AKP'den CHP Genel Başkanı Özgür Özel'in CHP'nin 21’inci Olağanüstü Kurultayında yaptığı "Tayyip Erdoğan halkın desteğini arkasına alan bir Cumhurbaşkanı değil, halkın desteğini alanları, kendine rakip olabilecekleri hedef alan bir cunta başkanına dönüşmüştür" açıklamasına yanıt geldi.

AKP Sözcüsü Ömer Çelik, "Siyasi tarihimizde on yıllar boyunca cunta yönetimlerinin siyasi destekçisi her zaman CHP olmuştur" derken, AKP Genel Başkan Yardımcısı Hayati Yazıcı da "Cumhurbaşkanı’na ve seçilmiş hükümete yönelik bu hadsizlik, demokrasiyi, millet iradesini hiçe sayan ‘sorunlu’ bir zihniyetin tezahürüdür" ifadelerini kullandı.

AKP Sözcüsü Ömer Çelik sosyal medya hesabından şu paylaşımı yaptı:

"CHP Genel Başkanı Özgür Özel, Cumhurbaşkanımıza ve hükümetimize dönük olarak “cunta yönetimi” ifadesini kullanmış. Siyasi tarihimizde on yıllar boyunca cunta yönetimlerinin siyasi destekçisi her zaman CHP olmuştur. Demokratik siyasi sözlükte “CUNTA EŞİTTİR CHP” yazar.

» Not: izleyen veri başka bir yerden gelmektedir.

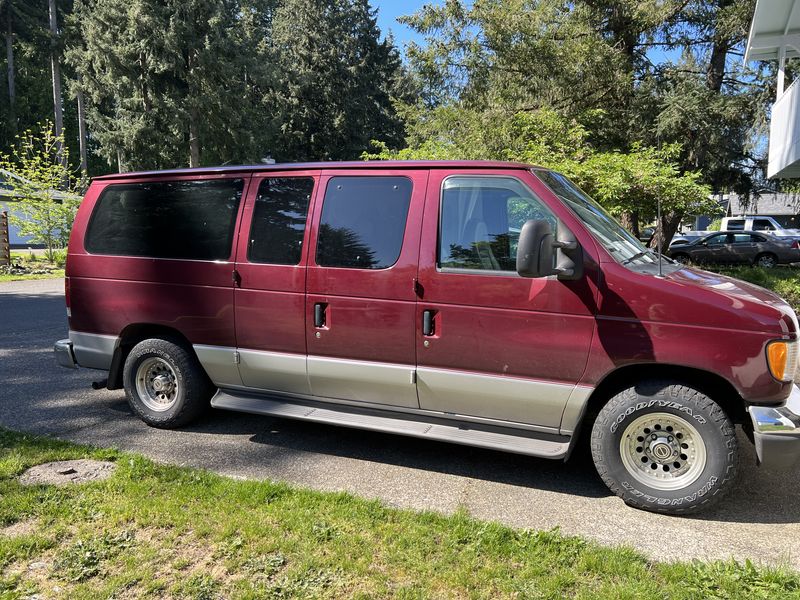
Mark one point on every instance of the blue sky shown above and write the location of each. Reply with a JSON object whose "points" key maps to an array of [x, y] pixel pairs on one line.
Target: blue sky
{"points": [[389, 10]]}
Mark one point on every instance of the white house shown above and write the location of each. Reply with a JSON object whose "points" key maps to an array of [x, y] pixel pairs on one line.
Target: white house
{"points": [[775, 35]]}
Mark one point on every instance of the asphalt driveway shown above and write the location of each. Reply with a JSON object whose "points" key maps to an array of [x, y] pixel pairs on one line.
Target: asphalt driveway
{"points": [[760, 520]]}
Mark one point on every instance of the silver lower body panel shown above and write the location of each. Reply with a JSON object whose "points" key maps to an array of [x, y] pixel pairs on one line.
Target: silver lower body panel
{"points": [[441, 429]]}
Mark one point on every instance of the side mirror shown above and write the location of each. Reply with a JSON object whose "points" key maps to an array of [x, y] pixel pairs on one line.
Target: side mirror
{"points": [[541, 254]]}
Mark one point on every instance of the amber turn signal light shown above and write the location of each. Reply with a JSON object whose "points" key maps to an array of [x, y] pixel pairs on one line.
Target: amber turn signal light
{"points": [[782, 360]]}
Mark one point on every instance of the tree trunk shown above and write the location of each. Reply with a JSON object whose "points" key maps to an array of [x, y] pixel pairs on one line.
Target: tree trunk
{"points": [[12, 100], [55, 67], [715, 73], [194, 140], [82, 132], [630, 221]]}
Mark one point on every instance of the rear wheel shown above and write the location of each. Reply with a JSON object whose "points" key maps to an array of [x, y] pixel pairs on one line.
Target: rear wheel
{"points": [[164, 384], [665, 447], [766, 260]]}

Özgür Özel siyasi tarih bilmediği gibi siyasi cümle kurmayı da bilmiyor. Girdiği her seçimi millet iradesiyle kazanmış Cumhurbaşkanımıza karşı bu ifadeleri kullanmak kötü niyetli bir siyasi cehaletten başka bir şey değildir. Tipik bir CHP geleneğidir; demokratik yollarla seçilmiş iradeye cunta derler, karanlık cunta yönetimlerine ise demokrasi diye bakarlar. Cumhurbaşkanımızın büyük siyasi mücadelesi ile demokrasimiz üzerindeki bütün gizli ve açık cuntalar etkisiz hale gelmiştir. Cunta destekçisi CHP geleneği ise bu kurultayda da “Yassıada zihniyetine biat” etmiştir."

'PROVOKATİF DİLLE SORUMLULUKTAN KAÇAMAZSINIZ'

AKP Genel Başkan Yardımcısı Hayati Yazıcı da paylaşımında şu ifadeleri kullandı:

Yatacak yer kalmayan Silivri'ye yeni bina yapılacak! Yatacak yer kalmayan Silivri'ye yeni bina yapılacak!

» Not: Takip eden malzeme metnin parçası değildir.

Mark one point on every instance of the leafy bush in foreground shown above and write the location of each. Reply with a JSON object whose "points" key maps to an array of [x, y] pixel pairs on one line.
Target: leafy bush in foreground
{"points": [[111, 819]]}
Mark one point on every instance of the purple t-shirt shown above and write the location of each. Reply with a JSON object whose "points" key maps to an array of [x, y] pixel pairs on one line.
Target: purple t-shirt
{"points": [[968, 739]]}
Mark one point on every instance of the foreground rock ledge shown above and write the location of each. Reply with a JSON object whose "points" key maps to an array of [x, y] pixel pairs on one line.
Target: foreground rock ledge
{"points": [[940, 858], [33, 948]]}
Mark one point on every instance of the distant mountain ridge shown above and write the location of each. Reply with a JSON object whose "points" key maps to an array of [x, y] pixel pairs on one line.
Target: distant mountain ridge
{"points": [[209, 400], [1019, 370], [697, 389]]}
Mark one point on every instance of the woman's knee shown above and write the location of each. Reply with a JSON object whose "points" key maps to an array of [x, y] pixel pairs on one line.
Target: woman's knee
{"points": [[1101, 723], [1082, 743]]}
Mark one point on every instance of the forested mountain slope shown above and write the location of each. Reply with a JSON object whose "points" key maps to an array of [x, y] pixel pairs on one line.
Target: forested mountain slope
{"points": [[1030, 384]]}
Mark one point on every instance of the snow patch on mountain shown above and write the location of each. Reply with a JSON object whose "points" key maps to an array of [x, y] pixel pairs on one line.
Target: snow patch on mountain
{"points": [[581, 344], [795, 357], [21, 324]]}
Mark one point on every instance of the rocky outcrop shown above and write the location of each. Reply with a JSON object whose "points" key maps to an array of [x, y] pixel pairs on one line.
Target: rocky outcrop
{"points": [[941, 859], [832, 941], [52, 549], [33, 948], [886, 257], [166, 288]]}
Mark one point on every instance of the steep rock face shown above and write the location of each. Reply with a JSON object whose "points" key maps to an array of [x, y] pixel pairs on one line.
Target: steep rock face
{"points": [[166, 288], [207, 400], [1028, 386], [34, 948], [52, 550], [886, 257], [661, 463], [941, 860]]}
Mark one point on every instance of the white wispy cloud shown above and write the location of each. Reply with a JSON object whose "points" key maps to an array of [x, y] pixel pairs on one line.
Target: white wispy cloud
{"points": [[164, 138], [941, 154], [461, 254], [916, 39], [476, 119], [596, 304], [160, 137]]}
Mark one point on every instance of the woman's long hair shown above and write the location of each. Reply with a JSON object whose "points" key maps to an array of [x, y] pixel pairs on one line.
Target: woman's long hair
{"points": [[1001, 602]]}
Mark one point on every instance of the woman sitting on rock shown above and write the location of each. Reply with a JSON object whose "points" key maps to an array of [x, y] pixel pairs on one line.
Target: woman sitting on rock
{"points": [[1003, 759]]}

"CHP’nin genel başkanı, bugüne kadar girdiği tüm seçimlerden halkımızın büyük desteğini alarak zaferle çıkan Cumhurbaşkanımız ve Genel Başkanımız Sn. @RTErdogan'ı ‘cunta başkanı’ diye hedef alarak ‘tehlikeli’ ve ‘çirkin’ bir siyaset yolu izlemeye devam etmektedir. Her seçimde Aziz Milletimizin büyük teveccühüne mazhar olmuş Türkiye Cumhuriyeti Cumhurbaşkanı’na ve seçilmiş hükümete yönelik bu hadsizlik, demokrasiyi, millet iradesini hiçe sayan ‘sorunlu’ bir zihniyetin tezahürüdür. Cumhurbaşkanımız, milletimizin oylarıyla Cumhurbaşkanlığı makamındadır ve Milletimizin temsilcisidir, gücünü milletten almaktadır. Milli iradeyi içine sindiremeyenlerin Milletimiz nezdinde yeri yoktur. CHP, suçüstü yakalanmanın paniğini yaşamaktadır. Yolsuzluk iddialarına tek bir kelime etmeden seçilmiş Cumhurbaşkanımızı, seçilmiş iktidarı hedef almaları bu paniğin göstergesidir. Hakaret, iftira, tehdit içeren bu provokatif dille sorumluluktan kaçamazsınız. CHP’ye düşen bağımsız ve tarafsız yargının konuyu aydınlatmasını beklemektir. Bu tür savrulmalar CHP’yi iktidar yapmaz, Millet nezdinde ancak itibarsızlaştırır. Anayasal kurumlara, demokrasiye, milli iradeye, meşru ve demokratik yollardan seçilen Cumhurbaşkanlığı makamına saygı, herkesin vazifesi olduğu gibi muhalefetin de vazifesidir. Ana muhalefetin genel başkanını, Milletimizden ve Sayın Cumhurbaşkanımızdan özür dilemeye davet ediyorum. Demokrasiden yana olan herkes CHP’nin bu provokatif diline karşı durmalıdır. “İnsanın kafasında ya fikir olur ya küfür.” Belli ki fikir yok, kafa küfürle dolu. İşte sorun budur. Milletimiz demokrasiyi hazmedemeyenlere mutlaka cevabını verecektir. Bu zihniyete karşı demokrasi ve hukuk temelinde sonuna kadar mücadele edeceğiz."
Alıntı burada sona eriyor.